As low as that social bar is, you’d be amazed at how many kids in law school trip over it, more so than probably any other grad school. Here’s the worst of the bunch. The group of law students that you not only want to avoid having a drink with, but make you want to get up out of your barstool, leave the pub completely, and check yourself into Alcoholics Anonymous.
Really, this entire piece could be reduced to one word, gunners, and we could all go home and jumpstart our Thanksgiving breaks. We all know the gunners. The front row over-achievers who are trying to hijack the top of the bell curve, one raised hand at a time.
Cool your jets, you dorks. You think the professors are impressed by your transparent brownnosing act? Please. Any monkey could read the material and give the facts of a case just to earn a few participation points. It takes a real able-minded attorney to show up to class unprepared, get caught Facebook creeping, and fly by the seat of your pants. After all, everyone has to dance with the one who brought you, and bullshitting is the best two-step partner one can find.
2. The Guy Who Thinks He’s Already An Attorney
Bar exam be damned, this dude already has an imaginary esquire at the end of his name. He’s all business from head to toe, showing up to class rocking a power suit (with an improperly-matched necktie knot). If you’re not sure who this fellow is, just keep an eye out for whoever’s rolling to class with the briefcase.

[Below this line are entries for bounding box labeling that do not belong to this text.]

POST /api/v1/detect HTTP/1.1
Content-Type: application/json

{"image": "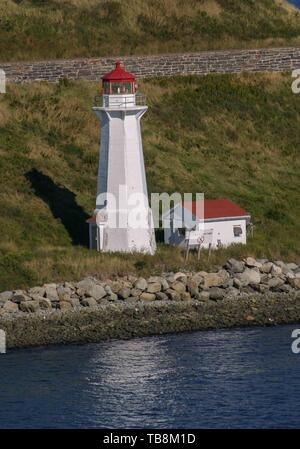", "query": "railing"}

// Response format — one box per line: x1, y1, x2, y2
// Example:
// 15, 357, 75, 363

94, 94, 147, 109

3. People Who Talk About Law School Outside Of Class
There is a set-in-stone list of topics that one should always avoid during small talk, and they are as follows: religion, politics, how your fantasy football team did this week, and law school curriculum. It’s an easy trap to fall into, especially if you’re hanging out with classmates. After all, it’s how you all know each other. That’s exactly why you should be steering clear of it. Why bring that misery into the same environment where you’re drinking to forget about that very misery?

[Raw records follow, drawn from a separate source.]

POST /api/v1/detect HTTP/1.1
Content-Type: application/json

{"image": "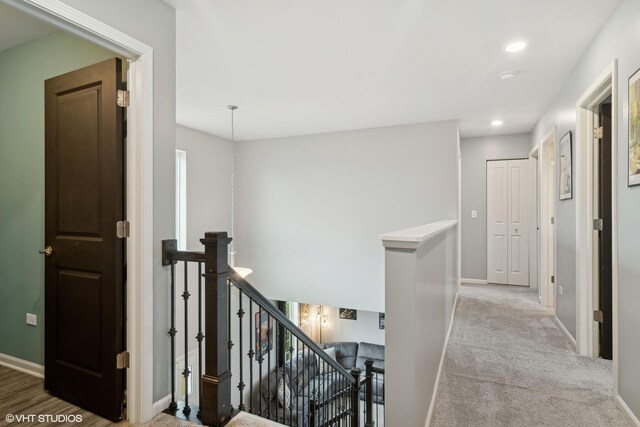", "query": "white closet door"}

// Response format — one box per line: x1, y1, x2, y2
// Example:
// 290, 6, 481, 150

487, 160, 509, 284
507, 160, 530, 286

4. Old-Timers Going Back For Their JD Degree
The 50-year-old birds who come back to work on the JD rub me the wrong way for some reason. Just seem a little too eager to learn the material and ask pertinent questions. The nerve of these guys. I am far too busy enjoying my strong hairline to have life experiences that annunciate my talking points, thank you very much.

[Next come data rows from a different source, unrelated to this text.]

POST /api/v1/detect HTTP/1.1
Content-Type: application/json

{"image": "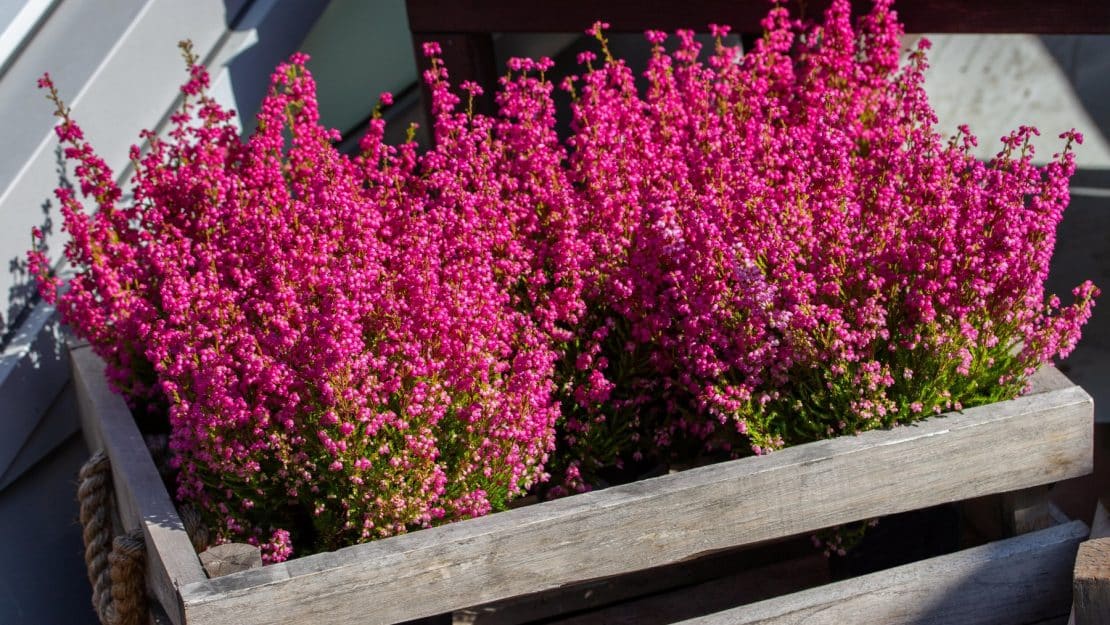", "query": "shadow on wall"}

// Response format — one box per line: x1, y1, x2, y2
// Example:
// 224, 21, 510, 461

224, 0, 327, 133
1040, 34, 1110, 154
0, 145, 73, 347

5. The A**hole That Is Too Cool For School
Homeboy’s social circle is limited to friends from undergrad. When he finally does go out with his classmates, he spends the evening realizing he doesn’t know anyone there, probably because his social circle is limited to friends from undergrad. So he does a few laps around the relatively-sober party, realizes this is how people our age should be acting, and consequentially dips out after an hour due to boredom in order to go hang with other people who are equally immature, all before writing a blog post about how his seemingly nice classmates annoy him. What a prick.